Why Your CI Test Suite Keeps Getting Slower

It’s launch day for your app, and the engineering team is putting the finishing touches on that shiny new feature that they’ve been working on for weeks. But in the flurry of the inevitable last-minute tweaks and bug fixes, the output begins to slow to a crawl, and it starts to look like the launch will have to be put on hold. It seems like the developers and testers have run out of steam, but that’s not the case. The reason they’ve slowed down is that the CI test suite has been taking longer and longer to run, and they can’t do much until the build turns green.

What happened? Did the automated tests suddenly get slow from one day to the next? In my experience, that’s rarely the case. Automated test suites rarely slow down all of a sudden. Instead, they get slower and slower as the team works on the project. A new test case, when run by itself, can take just a few milliseconds, but that short amount of time piles up when you add dozens or hundreds of test cases to the project.

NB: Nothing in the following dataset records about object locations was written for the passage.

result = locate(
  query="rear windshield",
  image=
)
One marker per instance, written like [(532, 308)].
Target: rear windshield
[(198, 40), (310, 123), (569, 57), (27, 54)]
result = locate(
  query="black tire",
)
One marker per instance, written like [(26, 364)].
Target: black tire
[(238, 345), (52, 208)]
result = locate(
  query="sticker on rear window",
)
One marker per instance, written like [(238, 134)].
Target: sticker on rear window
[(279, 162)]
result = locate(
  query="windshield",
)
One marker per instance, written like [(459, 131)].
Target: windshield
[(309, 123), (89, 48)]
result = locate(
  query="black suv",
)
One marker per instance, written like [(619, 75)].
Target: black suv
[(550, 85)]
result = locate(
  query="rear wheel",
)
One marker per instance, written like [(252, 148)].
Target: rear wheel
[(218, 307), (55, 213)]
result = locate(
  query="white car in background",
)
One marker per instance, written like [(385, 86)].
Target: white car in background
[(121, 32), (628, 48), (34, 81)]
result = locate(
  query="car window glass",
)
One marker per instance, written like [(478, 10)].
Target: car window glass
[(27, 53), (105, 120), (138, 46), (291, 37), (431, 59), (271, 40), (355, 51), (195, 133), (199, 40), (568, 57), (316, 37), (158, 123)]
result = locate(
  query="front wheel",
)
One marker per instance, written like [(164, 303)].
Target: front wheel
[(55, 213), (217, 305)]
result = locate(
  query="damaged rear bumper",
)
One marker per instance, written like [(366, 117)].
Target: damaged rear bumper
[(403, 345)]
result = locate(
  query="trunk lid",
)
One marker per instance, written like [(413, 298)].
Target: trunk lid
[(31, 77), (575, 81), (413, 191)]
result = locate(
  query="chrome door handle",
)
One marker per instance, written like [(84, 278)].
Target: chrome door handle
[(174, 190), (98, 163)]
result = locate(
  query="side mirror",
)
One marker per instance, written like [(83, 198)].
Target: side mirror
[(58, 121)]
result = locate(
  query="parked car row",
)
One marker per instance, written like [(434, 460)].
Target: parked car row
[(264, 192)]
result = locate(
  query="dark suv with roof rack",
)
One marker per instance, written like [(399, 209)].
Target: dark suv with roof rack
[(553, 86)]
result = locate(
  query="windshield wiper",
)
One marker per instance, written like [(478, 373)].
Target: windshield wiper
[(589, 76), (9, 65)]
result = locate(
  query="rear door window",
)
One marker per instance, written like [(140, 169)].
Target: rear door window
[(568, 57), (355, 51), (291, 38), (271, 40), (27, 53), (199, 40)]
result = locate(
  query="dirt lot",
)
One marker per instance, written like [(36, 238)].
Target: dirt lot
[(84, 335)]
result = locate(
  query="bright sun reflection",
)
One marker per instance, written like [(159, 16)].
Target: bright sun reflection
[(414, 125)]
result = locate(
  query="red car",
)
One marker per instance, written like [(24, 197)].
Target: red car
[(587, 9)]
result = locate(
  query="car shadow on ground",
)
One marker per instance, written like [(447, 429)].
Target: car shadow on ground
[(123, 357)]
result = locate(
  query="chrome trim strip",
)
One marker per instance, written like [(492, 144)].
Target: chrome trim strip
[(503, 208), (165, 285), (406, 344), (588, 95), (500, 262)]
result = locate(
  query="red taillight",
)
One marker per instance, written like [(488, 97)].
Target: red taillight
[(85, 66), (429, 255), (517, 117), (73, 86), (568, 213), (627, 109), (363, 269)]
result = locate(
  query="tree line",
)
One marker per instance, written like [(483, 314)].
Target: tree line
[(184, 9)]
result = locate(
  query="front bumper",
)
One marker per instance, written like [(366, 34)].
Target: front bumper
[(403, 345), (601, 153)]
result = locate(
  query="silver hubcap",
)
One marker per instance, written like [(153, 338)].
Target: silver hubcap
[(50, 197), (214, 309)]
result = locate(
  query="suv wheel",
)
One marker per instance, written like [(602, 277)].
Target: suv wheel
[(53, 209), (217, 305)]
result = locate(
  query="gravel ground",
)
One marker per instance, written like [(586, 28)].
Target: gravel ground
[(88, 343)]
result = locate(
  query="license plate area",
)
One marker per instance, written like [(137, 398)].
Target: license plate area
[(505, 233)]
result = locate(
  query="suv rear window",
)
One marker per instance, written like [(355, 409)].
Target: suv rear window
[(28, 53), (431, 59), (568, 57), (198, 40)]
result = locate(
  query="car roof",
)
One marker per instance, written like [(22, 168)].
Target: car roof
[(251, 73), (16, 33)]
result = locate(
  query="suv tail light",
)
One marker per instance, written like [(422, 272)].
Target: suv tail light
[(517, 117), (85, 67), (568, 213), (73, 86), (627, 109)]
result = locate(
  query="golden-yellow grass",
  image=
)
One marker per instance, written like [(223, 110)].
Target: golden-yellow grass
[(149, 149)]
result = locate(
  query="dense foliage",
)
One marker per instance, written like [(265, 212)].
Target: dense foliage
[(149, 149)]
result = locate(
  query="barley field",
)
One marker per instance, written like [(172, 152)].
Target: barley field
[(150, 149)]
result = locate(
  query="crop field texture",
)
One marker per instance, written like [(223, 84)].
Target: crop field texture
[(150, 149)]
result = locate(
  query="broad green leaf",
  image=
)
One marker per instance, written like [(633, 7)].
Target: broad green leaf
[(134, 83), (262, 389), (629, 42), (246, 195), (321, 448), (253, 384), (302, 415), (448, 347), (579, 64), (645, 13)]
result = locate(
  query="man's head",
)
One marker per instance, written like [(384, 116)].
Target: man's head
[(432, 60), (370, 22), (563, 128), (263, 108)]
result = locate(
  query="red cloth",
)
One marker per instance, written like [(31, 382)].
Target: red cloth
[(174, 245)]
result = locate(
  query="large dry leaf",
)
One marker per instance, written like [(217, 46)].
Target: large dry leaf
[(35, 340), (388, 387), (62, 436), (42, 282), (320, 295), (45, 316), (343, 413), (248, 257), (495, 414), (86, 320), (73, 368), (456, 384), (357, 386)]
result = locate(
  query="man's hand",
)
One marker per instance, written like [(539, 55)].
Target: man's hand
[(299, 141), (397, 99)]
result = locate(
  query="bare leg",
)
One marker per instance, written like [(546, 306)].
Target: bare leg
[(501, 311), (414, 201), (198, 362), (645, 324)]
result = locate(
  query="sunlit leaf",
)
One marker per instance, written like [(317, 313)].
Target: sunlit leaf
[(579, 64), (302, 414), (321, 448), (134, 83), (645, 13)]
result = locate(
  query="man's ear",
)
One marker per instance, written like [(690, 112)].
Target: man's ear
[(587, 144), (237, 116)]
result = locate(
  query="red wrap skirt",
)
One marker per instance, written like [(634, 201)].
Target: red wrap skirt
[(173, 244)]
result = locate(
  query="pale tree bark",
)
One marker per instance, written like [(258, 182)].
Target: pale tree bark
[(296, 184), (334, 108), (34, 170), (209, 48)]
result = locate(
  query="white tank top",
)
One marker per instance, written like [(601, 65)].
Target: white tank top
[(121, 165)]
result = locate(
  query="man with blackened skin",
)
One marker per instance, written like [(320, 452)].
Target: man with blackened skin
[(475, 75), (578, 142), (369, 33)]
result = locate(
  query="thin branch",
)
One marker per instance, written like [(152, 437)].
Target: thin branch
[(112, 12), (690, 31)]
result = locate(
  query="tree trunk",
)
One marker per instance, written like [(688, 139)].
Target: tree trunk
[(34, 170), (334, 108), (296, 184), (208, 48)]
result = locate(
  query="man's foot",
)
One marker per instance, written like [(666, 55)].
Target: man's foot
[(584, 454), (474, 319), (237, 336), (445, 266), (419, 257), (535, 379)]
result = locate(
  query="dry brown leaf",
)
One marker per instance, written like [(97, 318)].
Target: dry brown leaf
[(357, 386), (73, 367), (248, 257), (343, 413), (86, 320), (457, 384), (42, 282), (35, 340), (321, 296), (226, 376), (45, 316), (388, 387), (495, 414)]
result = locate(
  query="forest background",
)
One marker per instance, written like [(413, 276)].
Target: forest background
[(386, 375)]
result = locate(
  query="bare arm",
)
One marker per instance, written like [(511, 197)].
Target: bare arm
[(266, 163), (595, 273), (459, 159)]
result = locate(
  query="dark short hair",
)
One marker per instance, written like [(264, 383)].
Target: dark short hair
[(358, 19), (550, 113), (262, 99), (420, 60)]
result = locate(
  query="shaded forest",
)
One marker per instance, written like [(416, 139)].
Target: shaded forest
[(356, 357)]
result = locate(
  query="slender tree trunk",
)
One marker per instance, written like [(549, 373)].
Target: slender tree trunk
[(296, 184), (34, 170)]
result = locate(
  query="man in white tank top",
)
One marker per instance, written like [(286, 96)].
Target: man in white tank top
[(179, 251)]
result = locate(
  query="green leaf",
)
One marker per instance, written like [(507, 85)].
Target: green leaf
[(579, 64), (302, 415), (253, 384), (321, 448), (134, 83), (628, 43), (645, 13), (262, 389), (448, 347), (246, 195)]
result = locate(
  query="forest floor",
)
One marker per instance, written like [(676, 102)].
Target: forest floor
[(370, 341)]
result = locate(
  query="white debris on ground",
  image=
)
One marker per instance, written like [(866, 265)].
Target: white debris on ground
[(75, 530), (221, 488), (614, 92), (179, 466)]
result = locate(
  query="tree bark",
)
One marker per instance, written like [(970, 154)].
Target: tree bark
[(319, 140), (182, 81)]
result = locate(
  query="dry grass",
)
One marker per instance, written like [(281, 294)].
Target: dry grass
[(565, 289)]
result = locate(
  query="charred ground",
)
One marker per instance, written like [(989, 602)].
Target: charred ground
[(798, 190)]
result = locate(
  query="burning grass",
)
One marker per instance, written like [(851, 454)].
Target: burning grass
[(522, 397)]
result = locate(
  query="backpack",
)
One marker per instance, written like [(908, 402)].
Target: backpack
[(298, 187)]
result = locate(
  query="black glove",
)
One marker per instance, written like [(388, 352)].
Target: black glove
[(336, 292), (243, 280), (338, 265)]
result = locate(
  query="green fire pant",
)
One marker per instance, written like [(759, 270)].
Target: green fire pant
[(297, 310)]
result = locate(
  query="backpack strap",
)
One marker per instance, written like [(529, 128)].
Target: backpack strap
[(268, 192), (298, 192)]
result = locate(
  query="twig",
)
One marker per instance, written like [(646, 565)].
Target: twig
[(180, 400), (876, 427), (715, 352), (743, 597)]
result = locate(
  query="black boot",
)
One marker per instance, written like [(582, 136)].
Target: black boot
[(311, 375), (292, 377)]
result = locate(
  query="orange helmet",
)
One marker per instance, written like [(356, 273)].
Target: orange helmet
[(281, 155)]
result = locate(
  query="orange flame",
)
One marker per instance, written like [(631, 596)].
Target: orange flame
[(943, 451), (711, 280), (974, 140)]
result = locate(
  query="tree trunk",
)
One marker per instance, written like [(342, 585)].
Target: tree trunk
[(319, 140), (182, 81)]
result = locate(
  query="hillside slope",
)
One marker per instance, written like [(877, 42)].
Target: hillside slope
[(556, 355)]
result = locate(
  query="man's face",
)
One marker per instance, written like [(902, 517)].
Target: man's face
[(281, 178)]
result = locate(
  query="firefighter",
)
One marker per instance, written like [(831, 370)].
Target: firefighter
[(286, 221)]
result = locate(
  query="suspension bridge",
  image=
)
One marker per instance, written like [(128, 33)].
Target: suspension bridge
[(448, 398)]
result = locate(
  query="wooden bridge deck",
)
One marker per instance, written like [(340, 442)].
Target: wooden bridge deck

Before you know it, a test suite that took less than five minutes to run is now taking over 20 minutes, and no one knows how it got to that point.

I’ve run into this problem over and over through my career, and it’s one of my main reasons for building TestNod, a service that collects automated test run data over time and uncovers these patterns that are easy to miss. A common issue that happens in most automated test suites is these gradual slowdowns where test execution times creep up slowly. Most development and QA teams don’t pay much attention to a test suite that takes a second or two longer compared to the previous code commit, so the slower times become the norm. It never feels like an issue until it’s too late.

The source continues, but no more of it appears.